Examples and theory in this document are from: Complete Business Statistics, Amir D. Aczel & Jayavel Souderpandian, 2002.
The population can be subdivided into different groups, where elements in each group are similar to each other. Every stratum is sampled and therefore represented. Number of strata should be <= 6.
Population has N units and can be subdivided into m groups.
Weight:
\[W_i = N_i / N\]
Sampling fraction:
\[f_i = n_i / N_i\]
Estimator of population mean:
\[\bar{X_{st}} = \sum_{i=1}^m W_i \bar{X}_i\]
In which:
If \(n_i / n = N_i / N\) then this is called stratification with proportional allocation.
The variance is usually not known and has to be estimated from the sample. If sampling is random, then:
Variance:
\[V(X_{st}) = \sum_{i=1}^m W_i^2 (\frac{\sigma_i^2}{n_i})(1 - f_i)\]
Sample of 100 out of FT500 companies for net income. The belief is that (i) companies within each group share similar characteristics related to net income, (ii) net income is normally distributed, (iii) estimated strata variances are true strata variances.
| group | N | W | n | mean | variance |
|---|---|---|---|---|---|
| Service | 100 | 0.2 | 20 | 52.7 | 97650 |
| Banking | 100 | 0.2 | 20 | 112.6 | 64300 |
| Financial Services | 150 | 0.3 | 30 | 85.6 | 76990 |
| Retail | 50 | 0.1 | 10 | 12.6 | 18320 |
| Transport | 50 | 0.1 | 10 | 8.9 | 9037 |
| Utilities | 50 | 0.1 | 10 | 52.3 | 83500 |
The calculation is shown below.
# df is the name of the table
# allocation of sample
df[, n := floor(sample * W)]
# weighted mean
x_st = sum(df[, W * mean])
# weighted variance
s_xt = df[, W^2 * (variance / n) * (1 - n/N) ] %>% sum %>% sqrt
# confidence interval
lo = x_st - 1.96 * s_xt # 95% low
hi = x_st + 1.96 * s_xt # 95% high
95% confidence interval is 20.888 - 111.352 .
Sample proportion in stratum i:
\[\hat{P}_i = X_i / n_i\]
where \(X_i\) is the number of successes in sample size \(n_i\).
Estimator of population proportion:
\[\hat{P}_{st} = \sum_{i=1}^m W_i \hat{P}_i\]
Approximate variance:
\[V(\hat{P}_{st}) = \sum_{i=1}^m W_i^2 \frac{\hat{P_i} \hat{Q_i}}{n_i}\]

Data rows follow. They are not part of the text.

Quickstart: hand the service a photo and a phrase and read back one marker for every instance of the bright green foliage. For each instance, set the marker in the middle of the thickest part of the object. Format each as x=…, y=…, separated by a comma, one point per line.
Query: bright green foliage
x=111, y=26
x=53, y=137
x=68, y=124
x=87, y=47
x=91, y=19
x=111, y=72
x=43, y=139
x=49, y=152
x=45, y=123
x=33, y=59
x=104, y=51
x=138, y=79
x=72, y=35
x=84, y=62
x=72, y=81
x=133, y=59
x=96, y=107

where \(\hat{Q}_i = 1 - \hat{P}_i\).
Sample for wine preference, assumed difference between rural and urban areas. The sample is a small percentage of the population, therefore no finite-population correction is required. A sample size is proportionally allocated over the population, which is 35% rural and 65% urban. In this case, “success” is an expressed preference over one wine over another.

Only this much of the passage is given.